Alexander Shatilov, an analyst at the Russian Center for Current Politics, said: "The EU is still choosing, weighing all the pros and cons of rival projects. On the one hand, it does not want to be dependent on the 'unpredictable imperial' Russia, especially in view of the recurring gas conflicts with Ukraine. On the other hand, Nabucco is a risky project."
It is costly and will run across a large number of transit countries, which may act up any time. Besides, Europe will have to discuss gas supplies with Iran, whose leader, Ahmadinejad, is unliked in Europe.
However, Europe is only considering the situation and its dialogue with Russia will continue for a long time yet, analysts say.
Dmitry Baranov, an analyst with the Finam investment company, said: "There is a degree of bluff and psychological pressure in these discussions."
Valery Nesterov from Troika Dialog said Russia and Europe would have to trade in natural gas anyway, and that the only thing that may change is the volume of Gazprom's supplies.
The $10 billion Nabucco pipeline is expected to link energy-rich Central Asia to Europe through Turkey, Bulgaria, Romania, Hungary and Austria, bypassing Russia and Ukraine.
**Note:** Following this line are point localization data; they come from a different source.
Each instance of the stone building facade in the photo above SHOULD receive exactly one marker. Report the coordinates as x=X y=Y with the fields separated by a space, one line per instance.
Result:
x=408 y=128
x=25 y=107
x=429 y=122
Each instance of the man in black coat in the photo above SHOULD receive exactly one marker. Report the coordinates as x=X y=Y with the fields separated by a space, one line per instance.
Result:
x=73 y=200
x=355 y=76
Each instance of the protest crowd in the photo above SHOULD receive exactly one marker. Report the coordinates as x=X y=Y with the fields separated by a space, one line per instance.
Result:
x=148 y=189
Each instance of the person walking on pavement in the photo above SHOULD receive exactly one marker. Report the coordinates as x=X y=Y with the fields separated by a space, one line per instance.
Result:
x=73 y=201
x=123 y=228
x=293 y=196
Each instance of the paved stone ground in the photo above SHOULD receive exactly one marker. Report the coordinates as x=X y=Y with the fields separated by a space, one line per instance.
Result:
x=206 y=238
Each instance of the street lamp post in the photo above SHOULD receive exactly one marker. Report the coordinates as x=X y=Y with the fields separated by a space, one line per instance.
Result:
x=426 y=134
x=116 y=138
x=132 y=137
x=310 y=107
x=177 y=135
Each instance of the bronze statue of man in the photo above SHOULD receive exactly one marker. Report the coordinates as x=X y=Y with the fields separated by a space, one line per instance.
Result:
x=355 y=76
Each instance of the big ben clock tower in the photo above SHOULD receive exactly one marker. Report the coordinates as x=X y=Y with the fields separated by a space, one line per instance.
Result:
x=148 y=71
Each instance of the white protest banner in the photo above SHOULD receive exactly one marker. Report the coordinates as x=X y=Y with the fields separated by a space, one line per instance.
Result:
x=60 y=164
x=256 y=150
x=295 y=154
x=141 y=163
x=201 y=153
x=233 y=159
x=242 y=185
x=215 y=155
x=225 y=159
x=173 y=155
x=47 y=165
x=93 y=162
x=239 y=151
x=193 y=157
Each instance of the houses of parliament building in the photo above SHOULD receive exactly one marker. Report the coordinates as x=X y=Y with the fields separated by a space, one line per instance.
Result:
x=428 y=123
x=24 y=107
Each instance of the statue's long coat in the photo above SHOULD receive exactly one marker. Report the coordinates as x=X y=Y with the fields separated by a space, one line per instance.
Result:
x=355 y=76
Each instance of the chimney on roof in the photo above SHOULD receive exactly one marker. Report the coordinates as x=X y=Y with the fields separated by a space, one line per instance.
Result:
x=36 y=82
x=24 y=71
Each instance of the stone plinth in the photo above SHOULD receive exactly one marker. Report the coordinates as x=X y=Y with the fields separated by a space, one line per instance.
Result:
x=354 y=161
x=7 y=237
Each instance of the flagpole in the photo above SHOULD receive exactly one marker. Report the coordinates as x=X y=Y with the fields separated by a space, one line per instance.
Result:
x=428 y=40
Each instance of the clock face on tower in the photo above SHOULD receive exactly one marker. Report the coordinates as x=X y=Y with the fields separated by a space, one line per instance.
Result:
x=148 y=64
Gazprom is building the South Stream pipeline under the Black Sea to the Balkans and other European states to diversify its gas export routes.
Major Russian oil producer to develop diamond deposit
Russia's largest private oil producer, LUKoil, plans to cut its 2009 investment program to one-third yet intends to continue exploration at a diamond deposit in the Arkhangelsk Region, north of European Russia.
Top diamond producer De Beers abandoned the project two weeks ago after 15 years of fighting. Analysts say LUKoil will be able to sell the non-core project at a considerable profit in the future.
Arkhangelskgeoldobycha (AGD), a LUKoil subsidiary, and France's Foraco have signed an agreement worth 10.5 million euros on large-size well drilling at the Grib kimberlite pipe diamond deposit (Verkhotina, Archangelsk Region).
According to AGD, Foraco is to drill eleven 24-inch straight holes down to 600 meters (total length 6,600 km) from April to October 2009.
If LUKoil considers the project profitable, it will develop or sell it.
Pyotr Klyuyev from 2K Audit Business Consulting said: "Foraco will benefit from this situation in view of the depletion of global diamond reserves."
De Beers has evaluated the deposit's recoverable reserves at 67 million carats, worth over $5 billion.
Mikhail Zanozin from the Uralsib financial company said: "LUKoil apparently decided that it would be better to invest in the project rather than sell it now at a low price, or freeze it. Although diamond mining is a non-core business for the company, and it plans to slash investment in its core businesses - exploration and refining, spending on the diamond deposit looks moderate."
Maxim Khudalov from the Metropol investment financial company said LUKoil would be able to dictate the sale terms after it completes exploration of the diamond deposit and the global financial crisis ends.
In the past, De Beers and LUKoil intended to conduct exploration independently of each other, but now Russia's largest diamond miner, Alrosa, may become a co-investor in the project, Khudalov said.
Arkhangelskgeoldobycha (AGD), registered in August 1995, is conducting exploration at the Verkhotina license and preparing a feasibility study for it.
Foraco is a specialist in deep and shallow water well drilling.